Le royaume des enfants.

Et nous les jeunes et très jeunes que faisions nous durant toutes ces journées de vacances ? Mes plus vieux souvenirs remontent donc avant 1945, ils sont naturellement flous et vagues. De cette fournée là j’étais la plus jeune, et j’ai souvent regardé d’un œil envieux tous ces cousins, cousines, frère, sœurs qui partaient à bicyclette pour des randonnées qui me paraissaient fabuleuses alors que je restais dans le jardin avec mon tricycle! Heureusement, ils m’emmenaient quelquefois, la photo prise au bord de l’eau en témoigne. Jamais les bords de la Mayenne n’ont été aussi calmes et tranquilles qu’ à cette époque. Frère, soeurs, cousins jouaient aussi la comédie : La Poudre aux yeux  » de Labiche, si je ne me trompe. Non dépourvus d’ambition théâtrale, ils s’attaquaient même à Corneille, mais à eux d’en parler, ils le feront mieux que moi simple spectatrice. Le soir, nous restions dehors assis sur le perron dans la nuit ou bien nous allions jusqu’à un vieux lavoir vaseux.
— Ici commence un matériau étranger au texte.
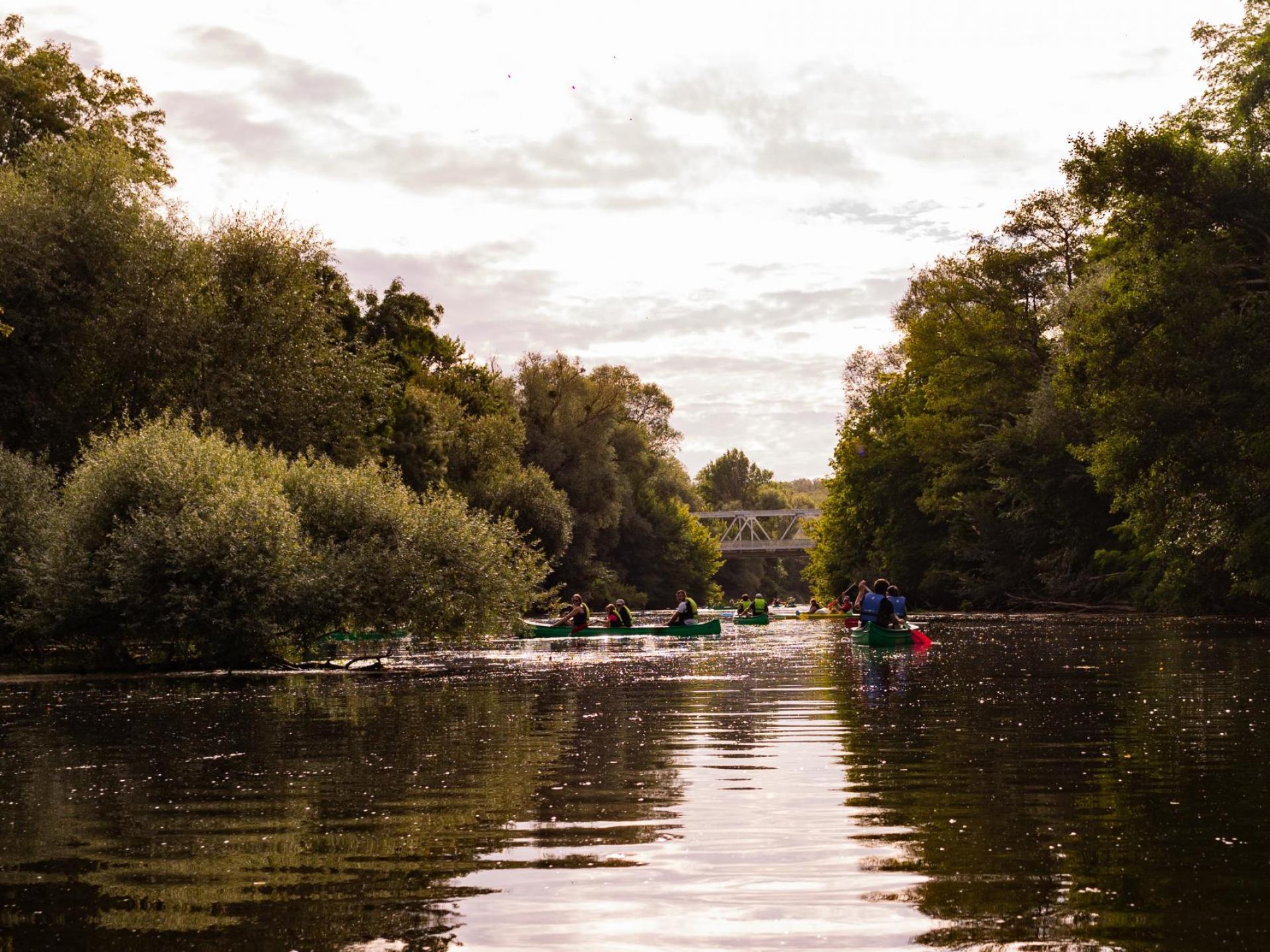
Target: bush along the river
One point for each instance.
(114, 305)
(175, 546)
(1075, 412)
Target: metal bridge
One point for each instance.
(762, 534)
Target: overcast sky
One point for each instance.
(727, 197)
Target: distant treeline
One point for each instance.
(1078, 408)
(214, 450)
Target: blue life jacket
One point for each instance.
(869, 607)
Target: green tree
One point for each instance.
(28, 500)
(175, 545)
(46, 97)
(605, 438)
(732, 481)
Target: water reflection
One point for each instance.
(1027, 783)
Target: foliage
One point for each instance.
(732, 481)
(27, 503)
(46, 97)
(182, 545)
(117, 306)
(605, 438)
(1074, 407)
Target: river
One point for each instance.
(1024, 783)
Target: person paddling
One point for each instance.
(624, 615)
(577, 616)
(686, 612)
(897, 601)
(874, 606)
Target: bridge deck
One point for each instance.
(761, 534)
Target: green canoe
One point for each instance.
(876, 636)
(545, 630)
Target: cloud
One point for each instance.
(287, 80)
(632, 150)
(766, 367)
(87, 52)
(911, 219)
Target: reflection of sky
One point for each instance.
(760, 853)
(727, 197)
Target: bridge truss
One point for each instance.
(762, 534)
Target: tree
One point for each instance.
(732, 481)
(605, 438)
(46, 97)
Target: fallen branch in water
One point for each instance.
(1074, 606)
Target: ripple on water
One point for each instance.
(1028, 783)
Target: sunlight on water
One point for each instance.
(1028, 783)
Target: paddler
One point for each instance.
(898, 602)
(874, 606)
(624, 615)
(686, 611)
(760, 604)
(577, 616)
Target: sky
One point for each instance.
(726, 197)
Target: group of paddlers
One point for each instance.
(577, 615)
(879, 603)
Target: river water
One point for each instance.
(1024, 783)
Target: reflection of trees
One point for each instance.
(1066, 786)
(317, 811)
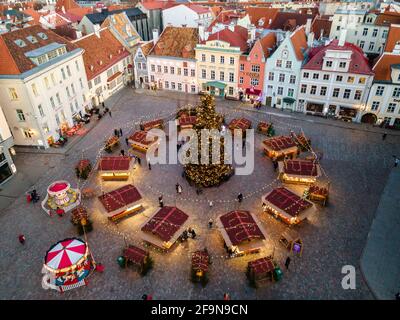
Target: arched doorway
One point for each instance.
(369, 118)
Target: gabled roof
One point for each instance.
(299, 42)
(383, 69)
(176, 42)
(236, 38)
(13, 59)
(100, 52)
(358, 64)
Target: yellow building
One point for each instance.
(218, 62)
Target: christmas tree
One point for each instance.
(208, 175)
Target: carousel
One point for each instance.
(60, 196)
(67, 265)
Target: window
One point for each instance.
(20, 115)
(13, 93)
(391, 107)
(254, 81)
(375, 105)
(379, 91)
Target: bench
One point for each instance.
(123, 214)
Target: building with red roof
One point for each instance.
(335, 81)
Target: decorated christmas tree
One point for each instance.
(208, 175)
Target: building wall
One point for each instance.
(159, 71)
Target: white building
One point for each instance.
(187, 15)
(42, 85)
(282, 70)
(106, 62)
(171, 63)
(335, 81)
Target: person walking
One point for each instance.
(21, 239)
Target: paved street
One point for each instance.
(356, 160)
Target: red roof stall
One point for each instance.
(287, 205)
(121, 202)
(241, 231)
(165, 227)
(299, 171)
(114, 168)
(278, 147)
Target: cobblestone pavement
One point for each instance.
(357, 163)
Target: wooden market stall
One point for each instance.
(115, 168)
(280, 146)
(241, 232)
(299, 171)
(121, 202)
(290, 207)
(164, 227)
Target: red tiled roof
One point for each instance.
(287, 201)
(382, 68)
(99, 49)
(114, 163)
(13, 59)
(358, 64)
(166, 222)
(240, 226)
(120, 198)
(280, 143)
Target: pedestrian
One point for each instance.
(21, 239)
(287, 263)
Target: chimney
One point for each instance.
(342, 37)
(308, 26)
(155, 35)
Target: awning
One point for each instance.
(288, 100)
(217, 84)
(252, 91)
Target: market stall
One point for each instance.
(287, 205)
(279, 147)
(121, 202)
(115, 168)
(60, 195)
(299, 171)
(142, 140)
(164, 227)
(241, 232)
(67, 265)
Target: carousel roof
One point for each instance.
(300, 167)
(287, 201)
(240, 226)
(65, 253)
(166, 222)
(120, 198)
(114, 163)
(280, 143)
J’écoutais de toutes mes oreilles ce que les grands pouvaient raconter ou chanter car ils chantaient!

La fureur des idéologies.

Ainsi les journées passaient apparemment tranquilles avec la guerre en toile de fond mais cela je ne m’en rendais vraiment pas compte. Seuls quelques Allemands qui avaient réquisitionné la petite maison (où les cousins Chappey avaient dû vivre l’été précédent) me faisaient réaliser qu’ il y avait un ennemi. Comme je l’ai déjà dit, ma grand-mère aimait l’ordre et aussi l’harmonie, elle détestait les disputes, maman aussi du reste . Or à Soulaire », il y avait malgré tout un problème, les désaccords idéologiques. J’ai été impressionnée par quelques scènes violentes. Mon père et mon oncle Albert généralement si courtois et prévenants vis à vis l’un de l’autre ne se connaissaient plus quand il s’agissait pour l’un de défendre de Gaulle et pour l’autre de citer son grand homme Pétain. ‘Je revois maman et ma tante arrivant chacune dans la salle à manger et tenant par le bras leur mari respectif pour les inciter à la sérénité !

Mon petit monde

Ainsi les étés ont passé à Soulaire et je ne les ai pas vu passer! Plus que tout me reste ce souvenir de liberté. Les adultes étaient occupés à leurs affaires et de mon côté les journées du matin au soir étaient à moi . Je ne crois pas m’avancer en disant que mes enfants ont éprouvé ce même sentiment d’impunité et de liberté : A Soulaire on vit hors du temps : cela peut sembler l’hôpital pour certains et pour d’autres une sorte de petit paradis !

assis en tailleur au bord de la rivière que l’on ne voit pas : Philippe Chappey, Gille, une amie de ma sœur Françoise et moi qu’elle materne .Mon frère Jean Pierre, Une amie de la région, Marc Chappey dont on remarquera la coupe du maillot de bain ! Une cousine Sornein, Bamy et ma sœur Colette.